In 1973, the Lipetsk Polytechnic Institute was established on the basis of the Lipetsk branch of MISiS by Resolution No. 86 of the Council of Ministers of the Soviet Union dated January 27, 1972, and Order No. 399 of the USSR Minister of Higher and Secondary Specialized Education dated May 15, 1972.

In the late 1980s, in connection with the humanization of technical education, the departments of culture and psychology were created.

In 1991, an eighth faculty, Business and Management (now the Faculty of Economics) was established.
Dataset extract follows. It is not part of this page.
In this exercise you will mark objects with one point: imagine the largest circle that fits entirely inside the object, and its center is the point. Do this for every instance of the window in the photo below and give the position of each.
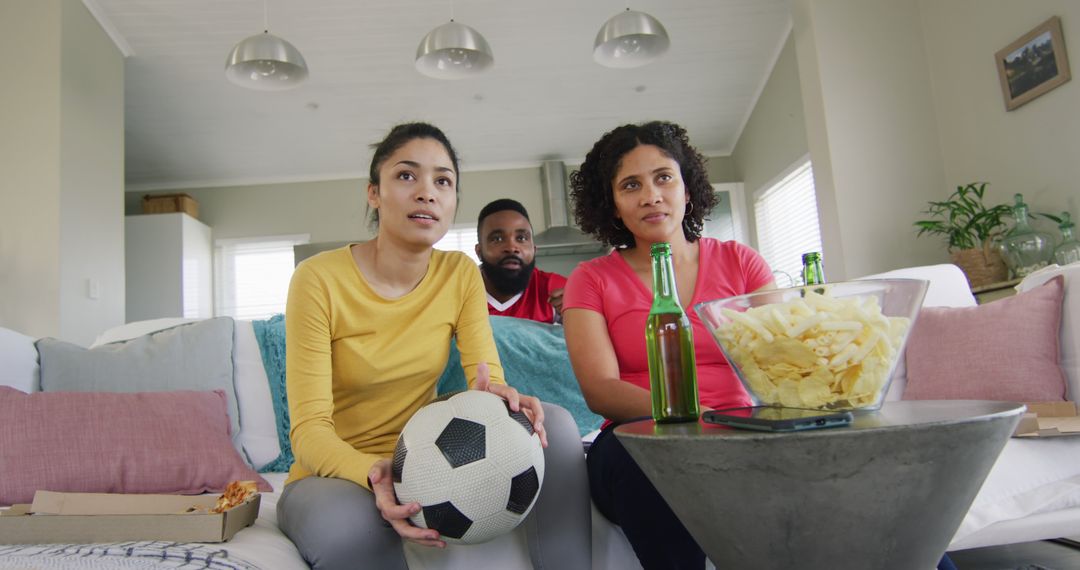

Construction of a new educational and laboratory building was also completed at that time.

In 1994, the institute received the status of a state technical university by Order No. 524 of the State Committee of the Russian Federation for Higher Education dated May 26, 1994.

In 2007, the university won a diploma in the "100 Best Products of Russia" competition in the "Educational Activity" category.

In 2009, the university received a certificate of conformity for its quality management system for educational activities in accordance with the requirements of GOST R ISO 9001-2008.